When i don't have a printer, I write them out in a notebook. This way I can keep them together. But to answer your question, I'm not sure. I think it depends where you are getting the patterns from. You would have to actually ask them to mail them to you. Or you can save them on your computer then go to your local library and bring up your email and then print them out there.


----------



## CuriousKitty (Dec 19, 2013)

Beautiful! Well fitting the colours to the pattern! Soothing! Thank you!


----------



## kiwiannie (Jul 30, 2011)

Beautiful.


----------



## PhoenixFire (Feb 26, 2014)

gorgeous!!


----------



## no1girl (Sep 4, 2012)

perfect!


----------



## maureenb (Apr 1, 2011)

Wow!


----------



## knittingnanna19 (Nov 6, 2013)

It's gorgeous. I have this printed out in a folder I keep for patterns I really, really like.


----------



## sbeth53 (Mar 29, 2011)

Very pretty and it would look great in so many color combinations. Thanks for the link.


----------



## NanaMc (Sep 22, 2014)

The pattern is lovely!


----------



## Yeye (Feb 1, 2013)

Do your computer give you the means to copy and paste? In my iMac I can highlight whatever I want to copy, then copy it and paste in a blank text edit "sheet". You could also bookmark it.


----------



## ptspraker (Apr 13, 2012)

Love your cowl.
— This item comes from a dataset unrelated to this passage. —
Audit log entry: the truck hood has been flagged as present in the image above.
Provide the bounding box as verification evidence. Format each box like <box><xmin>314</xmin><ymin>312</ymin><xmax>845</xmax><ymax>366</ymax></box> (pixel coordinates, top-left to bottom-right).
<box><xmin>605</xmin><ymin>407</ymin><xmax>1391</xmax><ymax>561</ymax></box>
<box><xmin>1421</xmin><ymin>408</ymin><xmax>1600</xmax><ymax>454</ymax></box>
It is beautiful.


----------



## uknurse (Sep 30, 2011)

If you like, I can print it and send to you in the mail.


----------



## tweeter (Dec 22, 2012)

very pretty


----------



## riversong200 (Apr 20, 2014)

Gorgeous colors!


----------



## Annekeetje (Apr 10, 2014)

Very nice


----------



## ParkerEliz (Mar 21, 2011)

I'd u don't have a printer, could you save them in your Ravelry "library" and print them at your local library?


----------



## Nancylynn1946 (Nov 19, 2012)

Can't wait to try this pattern.
Thanks for sharing.


----------



## Nancylynn1946 (Nov 19, 2012)

Can't wait to try this pattern.
Thanks for sharing.


----------



## Browniemom (Sep 24, 2012)

Simply lovely. Thank you for sharing. :thumbup:


----------



## imaknuttyknitter (Feb 23, 2011)

Beautiful and all the different color combos you could use are endless.


----------



## Annekeetje (Apr 10, 2014)

There are a lot of other lovely patterns on her blog too...


----------